# What would you charge to do this



## Antlerart06 (Feb 28, 2011)

Well I have this HD Store and they wanted me clean out there garden area 
This calls for a work order
Only took 1.5 hrs + travel time of 30mins
I did it thinking $200 or less with a Skid steer bucket 
12'' of wet snow
They sent me a e-mail showing me what I was getting My Jaw drop and your jaw will drop to


----------



## Antlerart06 (Feb 28, 2011)

few more shots


----------



## alldayrj (Feb 28, 2010)

I would do it for 800 if stacking area was nearby


----------



## BRL1 (Sep 13, 2014)

Tripple that at least. Especially for a national


----------



## Antlerart06 (Feb 28, 2011)

alldayrj;1953752 said:


> I would do it for 800 if stacking area was nearby


Well you are close, My self I been happy with $200 per hour

HD employee ran shovel clean what I couldnt get. 
I never had to get out of the skid.

Stacking was out the gate across the drive really close
They had 2 gates open so I was always pushing snow both directions

It should only took me 1 hr to clean it my phone wouldn't stop ringing every body in there dog was calling me that day.


----------



## gc3 (Dec 6, 2007)

At least $100 per hour plus fuel. I wouldn't charge them for travel time. It's a extra on a nice large account. If they pay reasonably good for what you do on it then I wouldn't beat them up to bad on it.


----------



## Antlerart06 (Feb 28, 2011)

gc3;1953773 said:


> At least $100 per hour plus fuel. I wouldn't charge them for travel time. It's a extra on a nice large account. If they pay reasonably good for what you do on it then I wouldn't beat them up to bad on it.
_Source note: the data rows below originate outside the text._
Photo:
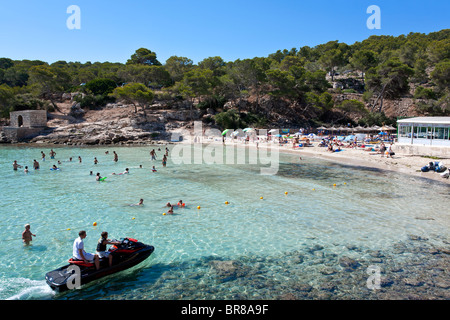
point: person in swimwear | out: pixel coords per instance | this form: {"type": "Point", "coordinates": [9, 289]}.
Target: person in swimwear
{"type": "Point", "coordinates": [16, 165]}
{"type": "Point", "coordinates": [27, 235]}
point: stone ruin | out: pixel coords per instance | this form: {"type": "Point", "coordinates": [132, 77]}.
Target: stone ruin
{"type": "Point", "coordinates": [25, 125]}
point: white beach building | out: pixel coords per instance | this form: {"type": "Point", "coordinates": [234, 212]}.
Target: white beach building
{"type": "Point", "coordinates": [424, 131]}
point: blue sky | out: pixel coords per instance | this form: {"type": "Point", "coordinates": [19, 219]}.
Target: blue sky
{"type": "Point", "coordinates": [112, 30]}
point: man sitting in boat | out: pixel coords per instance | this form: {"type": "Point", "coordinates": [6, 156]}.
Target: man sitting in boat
{"type": "Point", "coordinates": [101, 247]}
{"type": "Point", "coordinates": [79, 253]}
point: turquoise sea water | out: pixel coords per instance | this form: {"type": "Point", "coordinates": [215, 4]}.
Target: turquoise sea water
{"type": "Point", "coordinates": [367, 208]}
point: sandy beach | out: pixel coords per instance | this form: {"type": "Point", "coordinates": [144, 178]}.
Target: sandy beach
{"type": "Point", "coordinates": [402, 163]}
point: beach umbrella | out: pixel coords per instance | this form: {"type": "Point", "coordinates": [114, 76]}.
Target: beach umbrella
{"type": "Point", "coordinates": [387, 128]}
{"type": "Point", "coordinates": [350, 137]}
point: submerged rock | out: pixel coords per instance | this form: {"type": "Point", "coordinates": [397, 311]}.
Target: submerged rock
{"type": "Point", "coordinates": [348, 264]}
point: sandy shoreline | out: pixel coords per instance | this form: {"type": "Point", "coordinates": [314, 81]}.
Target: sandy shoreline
{"type": "Point", "coordinates": [401, 163]}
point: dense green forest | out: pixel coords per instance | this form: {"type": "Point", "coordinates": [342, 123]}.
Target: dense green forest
{"type": "Point", "coordinates": [381, 67]}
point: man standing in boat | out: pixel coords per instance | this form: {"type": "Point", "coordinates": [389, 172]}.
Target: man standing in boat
{"type": "Point", "coordinates": [80, 254]}
{"type": "Point", "coordinates": [101, 247]}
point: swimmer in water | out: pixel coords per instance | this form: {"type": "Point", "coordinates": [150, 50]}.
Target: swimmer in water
{"type": "Point", "coordinates": [16, 165]}
{"type": "Point", "coordinates": [141, 203]}
{"type": "Point", "coordinates": [127, 171]}
{"type": "Point", "coordinates": [27, 235]}
{"type": "Point", "coordinates": [180, 203]}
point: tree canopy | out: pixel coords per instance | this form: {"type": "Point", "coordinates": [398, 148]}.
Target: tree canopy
{"type": "Point", "coordinates": [387, 67]}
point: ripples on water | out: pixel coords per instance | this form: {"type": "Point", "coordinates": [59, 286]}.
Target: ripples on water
{"type": "Point", "coordinates": [271, 240]}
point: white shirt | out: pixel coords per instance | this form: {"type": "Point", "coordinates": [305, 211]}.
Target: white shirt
{"type": "Point", "coordinates": [78, 244]}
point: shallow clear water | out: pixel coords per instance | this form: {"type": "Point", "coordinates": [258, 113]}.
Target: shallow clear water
{"type": "Point", "coordinates": [367, 208]}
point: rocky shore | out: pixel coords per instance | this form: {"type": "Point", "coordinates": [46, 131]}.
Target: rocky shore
{"type": "Point", "coordinates": [410, 270]}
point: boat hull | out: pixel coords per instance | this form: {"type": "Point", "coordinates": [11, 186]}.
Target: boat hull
{"type": "Point", "coordinates": [62, 279]}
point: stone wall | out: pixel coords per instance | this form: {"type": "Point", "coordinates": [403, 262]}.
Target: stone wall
{"type": "Point", "coordinates": [28, 118]}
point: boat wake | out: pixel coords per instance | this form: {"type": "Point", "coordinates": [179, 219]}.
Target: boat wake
{"type": "Point", "coordinates": [25, 289]}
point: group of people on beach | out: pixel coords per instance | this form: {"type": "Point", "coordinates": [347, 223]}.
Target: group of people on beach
{"type": "Point", "coordinates": [336, 145]}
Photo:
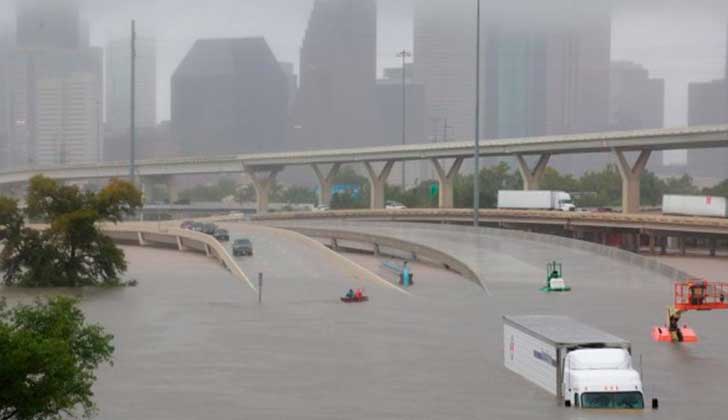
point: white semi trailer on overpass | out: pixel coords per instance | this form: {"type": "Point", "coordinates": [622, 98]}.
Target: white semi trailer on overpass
{"type": "Point", "coordinates": [581, 365]}
{"type": "Point", "coordinates": [535, 200]}
{"type": "Point", "coordinates": [695, 205]}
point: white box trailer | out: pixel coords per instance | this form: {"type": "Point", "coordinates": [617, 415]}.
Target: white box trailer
{"type": "Point", "coordinates": [695, 205]}
{"type": "Point", "coordinates": [579, 364]}
{"type": "Point", "coordinates": [535, 200]}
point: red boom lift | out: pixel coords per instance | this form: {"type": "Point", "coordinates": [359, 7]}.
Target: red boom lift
{"type": "Point", "coordinates": [694, 295]}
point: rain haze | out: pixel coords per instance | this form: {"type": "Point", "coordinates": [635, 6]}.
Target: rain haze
{"type": "Point", "coordinates": [363, 209]}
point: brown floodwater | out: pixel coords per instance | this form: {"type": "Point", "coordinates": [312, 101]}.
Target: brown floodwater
{"type": "Point", "coordinates": [192, 342]}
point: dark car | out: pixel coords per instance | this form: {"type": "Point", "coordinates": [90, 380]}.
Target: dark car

 hardly any fuel burnt they paid me for my travel time
I was out near by stacking snow at other jobs. I know takes 15min to road it there from the shop. I figure 30 min for travel time. They ask for my travel time.
Bad thing last year I did one time I was there plowing the lot and anytime I go inside its extra money calls for work order.
They chewed me out for doing it with out a work order. Its extra money for them as well.
So this year I made sure I got a work order.


----------



## mn-bob (Sep 18, 2012)

$ 1000 and a free shovel.


----------



## On a Call (Jan 14, 2015)

I like your wheel fenders !! GREAT IDEA


----------



## Antlerart06 (Feb 28, 2011)

mn-bob;1953785 said:


> $ 1000 and a free shovel.


You are right on That most I made in 2 hrs working hourly


----------



## Antlerart06 (Feb 28, 2011)

On a Call;1953816 said:


> I like your wheel fenders !! GREAT IDEA


Thanks it stays really clean I run mine down the road during winter time


----------